The head of Tutankhamun emerges from lotus flower




Among the treasures of the Golden King Tutankhamun: a small, attractive and unique head, a masterpiece of art, was found by Howard Carter at the entrance to the king's tomb. The piece depicts the king as a boy with beautiful features, executed in the style of Amarna, where the head emerges from the flower of lotus with the opening of the petals. The blue base is the water on which the flower grows. It is characteristic of the lotus flower that it closes its petals at dusk, and only opens at dawn towards the east; where the sun revives, so the open lotus flower symbolizes the sun that is renewed every morning, following its night journey to the other world. It symbolizes also the flowering of the sunrise in the eternal ocean (Nun) in the primal time according to the egyptian cosmogony (the theories of ancient Egyptian creation). Thus, this beautiful sculpture, which was found in the tomb, expresses a wish for the king in eternity and immortality. We note here that the sculptor followed the "Akhnatonic artisitc school" in the work of the head where skull head longitudinal feature of Amarna in the era of King Akhenaten, the father of Tutankhamun. The head is shaven and it seems that the hair has just begun to germinate where the artist expressed the appearance of it with small black dots and the eyes have been neatly defined in indigo blue.

Height: 30 cm.
The New Kingdom, the 18th Dynasty, the reign of King Tutankhamun.
Among the treasures of the tomb of King Tutankhamun, the Valley of the Kings, "Wast" (ancient Thebes, now Luxor).
The piece homes among the treasures of the Golden King in the Egyptian Museum in Cairo, Egypt.

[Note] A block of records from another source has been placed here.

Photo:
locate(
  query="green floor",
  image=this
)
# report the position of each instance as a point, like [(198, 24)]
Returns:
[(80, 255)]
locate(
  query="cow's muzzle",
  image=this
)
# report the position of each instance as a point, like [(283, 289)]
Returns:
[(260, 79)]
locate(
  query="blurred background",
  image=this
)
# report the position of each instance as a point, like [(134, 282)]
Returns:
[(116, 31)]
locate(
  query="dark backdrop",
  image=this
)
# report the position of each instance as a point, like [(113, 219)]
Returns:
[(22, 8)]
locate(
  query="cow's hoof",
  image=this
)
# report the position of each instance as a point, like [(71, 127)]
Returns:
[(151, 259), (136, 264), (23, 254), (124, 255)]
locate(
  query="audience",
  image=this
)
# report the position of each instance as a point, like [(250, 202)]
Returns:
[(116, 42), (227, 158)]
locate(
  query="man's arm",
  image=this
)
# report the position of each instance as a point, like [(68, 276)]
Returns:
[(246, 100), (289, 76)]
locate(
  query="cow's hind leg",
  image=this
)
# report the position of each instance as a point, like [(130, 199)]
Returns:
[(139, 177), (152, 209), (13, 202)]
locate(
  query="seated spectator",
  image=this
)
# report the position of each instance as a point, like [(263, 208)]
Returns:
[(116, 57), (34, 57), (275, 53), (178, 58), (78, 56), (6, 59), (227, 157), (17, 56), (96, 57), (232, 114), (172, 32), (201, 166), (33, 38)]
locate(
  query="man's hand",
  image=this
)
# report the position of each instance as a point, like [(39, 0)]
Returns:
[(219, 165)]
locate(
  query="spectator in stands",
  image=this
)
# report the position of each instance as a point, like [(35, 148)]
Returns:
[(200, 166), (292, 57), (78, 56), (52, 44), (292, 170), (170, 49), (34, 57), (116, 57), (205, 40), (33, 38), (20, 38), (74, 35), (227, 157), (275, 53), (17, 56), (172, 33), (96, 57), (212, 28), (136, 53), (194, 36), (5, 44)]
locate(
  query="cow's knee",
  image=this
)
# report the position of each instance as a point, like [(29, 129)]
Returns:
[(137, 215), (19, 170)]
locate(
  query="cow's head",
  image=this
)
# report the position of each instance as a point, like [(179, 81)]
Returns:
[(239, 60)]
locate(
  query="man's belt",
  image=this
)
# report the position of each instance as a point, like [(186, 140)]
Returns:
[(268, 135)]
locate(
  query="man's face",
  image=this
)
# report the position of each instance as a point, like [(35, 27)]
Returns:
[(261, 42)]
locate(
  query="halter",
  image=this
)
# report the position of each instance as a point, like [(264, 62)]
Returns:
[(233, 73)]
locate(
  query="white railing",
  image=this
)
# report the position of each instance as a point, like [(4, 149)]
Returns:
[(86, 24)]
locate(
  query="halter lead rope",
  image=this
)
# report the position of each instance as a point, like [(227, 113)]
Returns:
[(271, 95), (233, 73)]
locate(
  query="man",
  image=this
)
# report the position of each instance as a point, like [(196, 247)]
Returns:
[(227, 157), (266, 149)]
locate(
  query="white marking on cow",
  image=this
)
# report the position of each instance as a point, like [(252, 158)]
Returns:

The Sun springing from an openeing Lotus-flower in the form of the Child Horus.

In the creation story of Hermopolis, the sun god, Ra emerged (self-created) from a lotus flower which grew in the chaos of Nun (primeval waters).
Papyrus Paintings from the Book of the Dead of the so-called Ani, Spell for being transformed into a lotus.
British Museum, London.

Hathor and Maat flank the ram god Atum in this gold and lapis lazuli breastplate of Queen Kama, mother of Osorkón III, king of the XXIII dynasty. Egyptian Museum, Cairo.